La ragazza ha partorito una bellissima bambina, chiamata
Veronica, che ha ormai un anno e mezzo e che è piena di vita. È sempre un
piacere per me vedere la mia sorellina, che tra l’altro la trovo molto
somigliante a mio padre, nell’aspetto fisico.
Stefania alla fine è riuscita a trovare un lavoro, anche se a
suo dire è parecchio sfiancante, presso un call center, dove per otto ore al
giorno è impiegata per compiere telefonate a scopo pubblicitario per una nota
azienda della zona. Lei se ne lamenta, e un po’ la capisco, però lo stipendio è
buono e dignitoso, quindi basterebbe che al momento si accontentasse di tutto
ciò, vista anche la crisi e i problemi economici di tutti.

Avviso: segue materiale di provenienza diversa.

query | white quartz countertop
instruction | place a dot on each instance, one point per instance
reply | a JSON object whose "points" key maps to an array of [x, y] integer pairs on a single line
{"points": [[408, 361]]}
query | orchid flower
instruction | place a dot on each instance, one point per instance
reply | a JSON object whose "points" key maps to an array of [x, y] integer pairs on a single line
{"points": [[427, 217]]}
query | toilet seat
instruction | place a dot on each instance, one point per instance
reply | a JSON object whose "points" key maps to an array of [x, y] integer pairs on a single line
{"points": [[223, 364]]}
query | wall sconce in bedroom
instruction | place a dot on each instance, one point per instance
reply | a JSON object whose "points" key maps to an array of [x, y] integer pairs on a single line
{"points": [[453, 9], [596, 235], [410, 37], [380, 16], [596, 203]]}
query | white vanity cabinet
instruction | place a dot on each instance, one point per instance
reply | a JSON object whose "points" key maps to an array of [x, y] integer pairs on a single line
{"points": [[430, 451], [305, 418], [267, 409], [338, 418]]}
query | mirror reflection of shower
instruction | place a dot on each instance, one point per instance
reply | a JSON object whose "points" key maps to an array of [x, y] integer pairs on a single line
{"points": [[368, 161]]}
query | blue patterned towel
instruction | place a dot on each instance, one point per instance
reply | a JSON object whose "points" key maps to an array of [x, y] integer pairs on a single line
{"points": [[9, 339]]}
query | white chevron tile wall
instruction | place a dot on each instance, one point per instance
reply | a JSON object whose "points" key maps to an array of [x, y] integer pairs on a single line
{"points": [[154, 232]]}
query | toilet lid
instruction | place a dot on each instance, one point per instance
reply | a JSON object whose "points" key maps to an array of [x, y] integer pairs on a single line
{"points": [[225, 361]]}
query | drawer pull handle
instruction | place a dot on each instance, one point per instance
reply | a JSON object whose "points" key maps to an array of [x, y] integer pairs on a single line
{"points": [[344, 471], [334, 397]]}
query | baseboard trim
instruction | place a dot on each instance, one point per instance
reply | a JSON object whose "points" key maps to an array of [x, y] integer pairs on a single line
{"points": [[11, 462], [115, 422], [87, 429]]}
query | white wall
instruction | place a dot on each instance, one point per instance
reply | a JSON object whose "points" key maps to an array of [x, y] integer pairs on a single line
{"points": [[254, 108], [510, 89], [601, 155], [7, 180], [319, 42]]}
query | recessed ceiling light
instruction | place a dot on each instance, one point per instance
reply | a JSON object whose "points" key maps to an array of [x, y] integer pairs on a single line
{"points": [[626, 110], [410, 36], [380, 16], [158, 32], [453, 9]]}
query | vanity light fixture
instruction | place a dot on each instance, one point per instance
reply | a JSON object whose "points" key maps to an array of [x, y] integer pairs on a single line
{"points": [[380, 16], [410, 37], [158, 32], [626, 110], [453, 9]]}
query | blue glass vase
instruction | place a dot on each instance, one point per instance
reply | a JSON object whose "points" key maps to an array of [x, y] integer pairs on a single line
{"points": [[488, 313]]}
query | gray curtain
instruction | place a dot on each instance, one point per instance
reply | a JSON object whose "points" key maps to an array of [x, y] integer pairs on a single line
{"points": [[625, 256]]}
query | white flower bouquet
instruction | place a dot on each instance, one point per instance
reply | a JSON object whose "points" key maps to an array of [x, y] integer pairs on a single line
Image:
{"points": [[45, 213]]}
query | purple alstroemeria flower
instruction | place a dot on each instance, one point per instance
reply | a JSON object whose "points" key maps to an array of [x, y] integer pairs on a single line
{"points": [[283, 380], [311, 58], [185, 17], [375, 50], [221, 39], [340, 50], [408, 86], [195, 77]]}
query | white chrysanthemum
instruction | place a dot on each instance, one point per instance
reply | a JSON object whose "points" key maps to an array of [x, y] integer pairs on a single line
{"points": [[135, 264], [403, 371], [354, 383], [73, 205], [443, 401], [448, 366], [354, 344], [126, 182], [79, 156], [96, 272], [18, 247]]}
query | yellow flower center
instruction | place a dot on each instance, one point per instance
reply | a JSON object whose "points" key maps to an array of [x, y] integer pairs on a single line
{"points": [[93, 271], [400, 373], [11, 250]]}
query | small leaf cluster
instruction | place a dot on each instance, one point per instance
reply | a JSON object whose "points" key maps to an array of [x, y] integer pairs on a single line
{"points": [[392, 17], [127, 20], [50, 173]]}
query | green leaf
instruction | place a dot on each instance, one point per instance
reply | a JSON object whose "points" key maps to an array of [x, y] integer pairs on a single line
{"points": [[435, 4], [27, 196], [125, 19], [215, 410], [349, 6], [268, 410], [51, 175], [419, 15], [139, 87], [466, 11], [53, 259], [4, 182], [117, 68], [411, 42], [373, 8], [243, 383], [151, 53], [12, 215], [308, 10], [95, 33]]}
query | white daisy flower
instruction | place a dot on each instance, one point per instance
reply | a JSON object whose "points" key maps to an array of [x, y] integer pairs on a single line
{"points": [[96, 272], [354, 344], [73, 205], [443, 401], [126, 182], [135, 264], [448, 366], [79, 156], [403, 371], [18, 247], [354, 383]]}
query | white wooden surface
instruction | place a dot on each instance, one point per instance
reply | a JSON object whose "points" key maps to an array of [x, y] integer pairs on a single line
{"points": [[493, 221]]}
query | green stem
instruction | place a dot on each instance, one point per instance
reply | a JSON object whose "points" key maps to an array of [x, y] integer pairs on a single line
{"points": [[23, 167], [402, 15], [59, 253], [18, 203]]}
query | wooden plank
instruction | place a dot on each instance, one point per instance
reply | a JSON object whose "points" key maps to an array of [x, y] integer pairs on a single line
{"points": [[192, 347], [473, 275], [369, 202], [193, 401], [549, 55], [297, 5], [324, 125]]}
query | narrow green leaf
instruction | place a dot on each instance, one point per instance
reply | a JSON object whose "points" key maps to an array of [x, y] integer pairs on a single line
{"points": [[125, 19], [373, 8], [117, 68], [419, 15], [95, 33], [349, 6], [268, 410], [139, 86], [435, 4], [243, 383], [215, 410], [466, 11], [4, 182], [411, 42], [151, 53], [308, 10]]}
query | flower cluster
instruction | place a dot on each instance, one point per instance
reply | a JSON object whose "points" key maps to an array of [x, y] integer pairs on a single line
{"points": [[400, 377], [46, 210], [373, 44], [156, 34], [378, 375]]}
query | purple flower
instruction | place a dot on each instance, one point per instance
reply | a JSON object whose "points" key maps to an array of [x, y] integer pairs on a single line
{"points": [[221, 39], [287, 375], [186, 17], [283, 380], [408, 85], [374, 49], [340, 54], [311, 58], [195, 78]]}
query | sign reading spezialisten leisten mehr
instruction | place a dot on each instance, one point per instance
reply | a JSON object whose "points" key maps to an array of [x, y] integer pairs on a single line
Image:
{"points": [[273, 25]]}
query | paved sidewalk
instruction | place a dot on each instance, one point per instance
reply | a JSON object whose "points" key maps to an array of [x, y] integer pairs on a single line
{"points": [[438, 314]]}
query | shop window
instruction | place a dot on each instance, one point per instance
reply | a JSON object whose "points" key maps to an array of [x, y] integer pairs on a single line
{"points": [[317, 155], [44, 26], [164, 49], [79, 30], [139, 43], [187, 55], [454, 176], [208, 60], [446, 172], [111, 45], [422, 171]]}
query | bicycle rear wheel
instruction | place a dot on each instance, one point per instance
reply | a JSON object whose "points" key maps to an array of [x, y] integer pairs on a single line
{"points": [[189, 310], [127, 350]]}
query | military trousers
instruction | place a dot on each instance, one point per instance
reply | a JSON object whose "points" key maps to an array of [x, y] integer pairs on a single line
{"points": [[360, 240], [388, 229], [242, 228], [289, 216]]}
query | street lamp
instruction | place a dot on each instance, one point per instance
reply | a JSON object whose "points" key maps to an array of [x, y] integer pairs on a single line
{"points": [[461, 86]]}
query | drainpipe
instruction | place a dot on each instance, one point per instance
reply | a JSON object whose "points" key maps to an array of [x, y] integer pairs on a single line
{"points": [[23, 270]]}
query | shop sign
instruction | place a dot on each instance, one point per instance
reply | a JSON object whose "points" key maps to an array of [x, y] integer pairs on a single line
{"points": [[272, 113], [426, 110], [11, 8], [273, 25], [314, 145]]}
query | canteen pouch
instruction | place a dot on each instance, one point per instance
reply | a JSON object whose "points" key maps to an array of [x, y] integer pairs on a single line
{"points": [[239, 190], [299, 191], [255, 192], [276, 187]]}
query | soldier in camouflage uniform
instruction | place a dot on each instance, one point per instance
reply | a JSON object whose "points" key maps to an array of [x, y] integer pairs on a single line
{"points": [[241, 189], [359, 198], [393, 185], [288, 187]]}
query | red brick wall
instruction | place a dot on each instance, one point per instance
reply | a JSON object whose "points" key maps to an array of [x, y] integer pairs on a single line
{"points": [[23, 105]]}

Nel tempo, è pure riuscita a riallacciare per bene i rapporti
con i suoi genitori.
È riuscita anche, con parecchia fortuna, a trovare un ragazzo
che vuole molto bene sia a lei che a sua figlia; costui si chiama Daniele ed è
un vero fior di giovane, di quei galantuomini che al giorno d’oggi non si
trovano più, dotati di quella pacatezza e di quella gentilezza sempre più rare.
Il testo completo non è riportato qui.